REMEMBER WHEN
GOLD COAST BULLETIN Wednesday Feb 26, 1964
A CANVAS of opinions showed that at least 80 per cent of Gold Coast residents were “vehemently” opposed to the proposed closure of the railway between Southport and Beenleigh.
The bombshell announcement of Transport Minister Gordon Chalk reverberated through southeast Queensland and the reaction was a mixture of shock and recrimination.
The Bulletin’s editorial argued it was not too late for the Country Party Government “to show some measure of sense” in the matter of the railway cut.
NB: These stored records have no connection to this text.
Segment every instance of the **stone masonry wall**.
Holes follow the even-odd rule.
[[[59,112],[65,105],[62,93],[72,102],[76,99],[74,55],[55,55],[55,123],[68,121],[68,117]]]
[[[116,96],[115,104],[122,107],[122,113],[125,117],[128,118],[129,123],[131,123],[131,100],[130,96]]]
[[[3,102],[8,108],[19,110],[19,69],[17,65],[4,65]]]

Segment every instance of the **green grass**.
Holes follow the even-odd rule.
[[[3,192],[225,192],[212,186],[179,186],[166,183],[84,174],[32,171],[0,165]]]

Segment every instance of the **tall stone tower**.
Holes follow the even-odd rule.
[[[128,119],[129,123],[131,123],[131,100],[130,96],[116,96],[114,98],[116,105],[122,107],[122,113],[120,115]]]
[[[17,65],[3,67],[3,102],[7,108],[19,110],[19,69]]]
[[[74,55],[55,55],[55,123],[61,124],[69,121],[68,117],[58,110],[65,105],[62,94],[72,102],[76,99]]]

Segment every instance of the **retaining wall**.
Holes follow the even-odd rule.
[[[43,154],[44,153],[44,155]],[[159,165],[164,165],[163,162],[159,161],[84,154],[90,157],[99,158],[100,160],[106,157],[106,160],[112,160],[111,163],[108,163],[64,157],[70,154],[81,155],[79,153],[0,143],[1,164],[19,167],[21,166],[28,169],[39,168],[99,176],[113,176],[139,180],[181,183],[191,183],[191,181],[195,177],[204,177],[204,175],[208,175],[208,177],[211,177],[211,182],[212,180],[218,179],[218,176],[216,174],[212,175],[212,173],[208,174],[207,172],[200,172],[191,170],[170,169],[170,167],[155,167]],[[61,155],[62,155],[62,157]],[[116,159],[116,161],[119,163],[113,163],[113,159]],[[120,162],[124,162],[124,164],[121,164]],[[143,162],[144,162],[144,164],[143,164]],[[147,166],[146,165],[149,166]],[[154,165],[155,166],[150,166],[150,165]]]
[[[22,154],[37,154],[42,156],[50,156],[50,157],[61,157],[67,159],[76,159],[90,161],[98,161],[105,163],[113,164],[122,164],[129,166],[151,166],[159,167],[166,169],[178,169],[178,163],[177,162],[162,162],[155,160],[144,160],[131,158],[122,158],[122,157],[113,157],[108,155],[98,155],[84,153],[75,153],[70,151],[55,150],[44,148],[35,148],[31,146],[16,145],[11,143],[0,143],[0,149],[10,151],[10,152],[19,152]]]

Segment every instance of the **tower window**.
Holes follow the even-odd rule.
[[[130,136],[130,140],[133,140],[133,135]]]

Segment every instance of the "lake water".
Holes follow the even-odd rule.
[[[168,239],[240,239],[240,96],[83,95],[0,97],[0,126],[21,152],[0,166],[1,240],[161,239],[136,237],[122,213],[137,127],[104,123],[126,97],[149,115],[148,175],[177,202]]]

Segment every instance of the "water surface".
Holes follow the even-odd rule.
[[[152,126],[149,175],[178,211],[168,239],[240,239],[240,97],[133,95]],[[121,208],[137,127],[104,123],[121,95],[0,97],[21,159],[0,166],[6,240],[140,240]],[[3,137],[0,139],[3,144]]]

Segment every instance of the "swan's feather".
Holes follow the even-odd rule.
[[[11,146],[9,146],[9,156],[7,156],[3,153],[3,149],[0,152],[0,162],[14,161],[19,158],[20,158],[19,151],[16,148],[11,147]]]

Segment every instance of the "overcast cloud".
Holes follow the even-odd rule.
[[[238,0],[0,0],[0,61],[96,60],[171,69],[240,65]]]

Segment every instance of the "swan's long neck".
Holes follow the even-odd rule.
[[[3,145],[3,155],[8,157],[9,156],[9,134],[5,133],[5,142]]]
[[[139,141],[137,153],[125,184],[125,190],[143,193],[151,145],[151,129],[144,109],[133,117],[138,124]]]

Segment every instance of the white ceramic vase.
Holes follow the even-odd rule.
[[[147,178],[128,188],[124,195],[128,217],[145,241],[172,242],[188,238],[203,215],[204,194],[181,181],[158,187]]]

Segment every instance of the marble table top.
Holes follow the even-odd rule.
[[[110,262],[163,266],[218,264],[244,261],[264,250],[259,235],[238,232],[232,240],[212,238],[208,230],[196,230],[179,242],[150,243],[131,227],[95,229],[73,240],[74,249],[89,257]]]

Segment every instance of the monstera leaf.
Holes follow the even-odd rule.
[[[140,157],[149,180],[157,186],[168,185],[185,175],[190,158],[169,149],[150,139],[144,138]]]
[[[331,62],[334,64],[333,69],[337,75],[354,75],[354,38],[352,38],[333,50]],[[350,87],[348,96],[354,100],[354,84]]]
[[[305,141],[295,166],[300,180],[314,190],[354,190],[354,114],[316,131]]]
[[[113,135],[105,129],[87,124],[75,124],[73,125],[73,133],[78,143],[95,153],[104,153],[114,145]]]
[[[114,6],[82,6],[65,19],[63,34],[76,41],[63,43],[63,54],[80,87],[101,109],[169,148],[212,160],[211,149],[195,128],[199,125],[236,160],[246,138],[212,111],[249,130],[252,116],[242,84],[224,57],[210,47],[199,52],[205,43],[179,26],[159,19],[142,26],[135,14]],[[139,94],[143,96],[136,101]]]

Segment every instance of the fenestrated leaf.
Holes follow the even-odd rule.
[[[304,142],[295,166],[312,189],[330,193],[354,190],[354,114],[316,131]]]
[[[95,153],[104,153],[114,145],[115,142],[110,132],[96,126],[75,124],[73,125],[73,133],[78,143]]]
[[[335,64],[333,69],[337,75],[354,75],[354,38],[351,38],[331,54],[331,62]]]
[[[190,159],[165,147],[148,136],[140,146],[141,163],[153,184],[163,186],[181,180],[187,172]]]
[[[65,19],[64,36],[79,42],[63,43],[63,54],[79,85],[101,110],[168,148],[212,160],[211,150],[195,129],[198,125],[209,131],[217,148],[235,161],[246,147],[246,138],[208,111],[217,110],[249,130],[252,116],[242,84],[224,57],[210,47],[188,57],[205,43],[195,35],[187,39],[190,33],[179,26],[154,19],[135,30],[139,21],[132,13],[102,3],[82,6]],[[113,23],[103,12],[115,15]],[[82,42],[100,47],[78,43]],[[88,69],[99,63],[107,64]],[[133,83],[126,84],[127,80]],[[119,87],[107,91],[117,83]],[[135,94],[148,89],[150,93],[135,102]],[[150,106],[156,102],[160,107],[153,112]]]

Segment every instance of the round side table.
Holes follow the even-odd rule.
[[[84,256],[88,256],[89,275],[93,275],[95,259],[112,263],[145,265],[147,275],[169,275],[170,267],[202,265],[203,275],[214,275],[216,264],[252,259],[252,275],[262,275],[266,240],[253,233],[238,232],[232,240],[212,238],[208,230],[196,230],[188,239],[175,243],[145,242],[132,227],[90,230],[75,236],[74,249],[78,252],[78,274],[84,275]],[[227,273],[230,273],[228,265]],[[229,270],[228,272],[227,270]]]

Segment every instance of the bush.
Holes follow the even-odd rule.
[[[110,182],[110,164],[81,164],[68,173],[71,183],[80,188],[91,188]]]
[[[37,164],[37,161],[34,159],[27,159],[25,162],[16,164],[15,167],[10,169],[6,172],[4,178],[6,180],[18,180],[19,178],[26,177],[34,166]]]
“When the flood of protests, both oral and by letter to the Bulletin are gauged, it will be obvious even to Mr Chalk that the people are stirred up and demand that sanity take over from stupidity,” the editor Jack Harvey wrote.
Despite these protests, the railway was closed later that year.
The railway was finally extended again by the Goss, Borbidge and Beattie Governments which brought the heavy rail back to the Gold Coast through the 1990s.
Meanwhile, Cec Carey, the state Member for Albert, joined Eric Gaven, the Member for South Coast, in giving his personal blessing to the new nonparty group formed to contest the forthcoming Gold Coast elections.
In a letter to the secretary of the group — the United Gold Coast Civic Committee — Mr Carey said nothing but good would come from it.
The aim of the committee was to elect 10 Aldermen to the city council, all of whom had an agreed common policy of developing the area.
But Gold Coast Mayor Ern Harley slammed the group.